L’Eurozona cresce maggiormente rispetto alle aspettative. Il merito è da ascrivere al calo del prezzo del petrolio e agli stimoli monetari sostenuti dalla Bce con il Quantitative Easing.
A renderlo noto è l’Eurostat che all’interno della sua seconda stima rivede al rialzo il dato sul Prodotto Interno Lordo del secondo trimestre 2015 pubblicato il 14 agosto scorso: l’economia della zona euro sale da +0,3% a +0,4%, quella italiana da +0,2% a +0,3%. Insomma i tecnici di Bruxelles confermano la lenta, ma costante ripresa del Vecchio continente: nei primi tre mesi dell’anno, il Pil dell’Ue a 19 era cresciuto dello 0,5%, quello italiano dello 0,4%.
Anche Eurostat, di fatto, mette l’Italia sulla giusta rotta per centrare il +0,7% stimato nel Def per il 2015. Dopo il +0,4 e il +0,3% dei primi due periodi dell’anno, è sufficiente replicare un +0,3% nei due restanti periodi per portare la crescita complessiva allo 0,8%, come stima possa accadere Intesa Sanpaolo. “Lo 0,7% del governo è a questo punto senz’altro condivisibile”, ha spiegato Stefania Tomasini, responsabile delle previsioni economiche italiane per il centro studi Prometeia, che sta valutando un innalzamento della stima di crescita.

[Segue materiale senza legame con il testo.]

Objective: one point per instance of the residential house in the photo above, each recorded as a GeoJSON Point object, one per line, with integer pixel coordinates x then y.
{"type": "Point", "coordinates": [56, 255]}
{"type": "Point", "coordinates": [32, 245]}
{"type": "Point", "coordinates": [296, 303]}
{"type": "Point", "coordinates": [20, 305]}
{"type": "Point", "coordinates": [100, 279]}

Se ci fosse una sorpresa positiva, a fine anno, per il governo ci sarebbe un piccolo dividendo da sfruttare.
“La regola consolidata dice che un punto percentuale di Pil in più equivale a mezzo punto di indebitamento in meno”. In soldoni, se volessimo dar credito a un rafforzamento della ripresa fino al +1%, rispetto allo 0,7% preventivato, “avremmo maggiori disponibilità sull’indebitamento per altri 1,5-2 miliardi”.
Gli economisti, tuttavia, malgrado le stime positive dell’Eurostat guardano con più di un timore all’anno prossimo con i dubbi legati al clima economico internazionale e le fragilità dovute al rallentamento della Cina. Il governo, però, potrebbe indicare nel Def una crescita per il 2016 dell’1,6% contro lo stimato – attuale – +1,4%.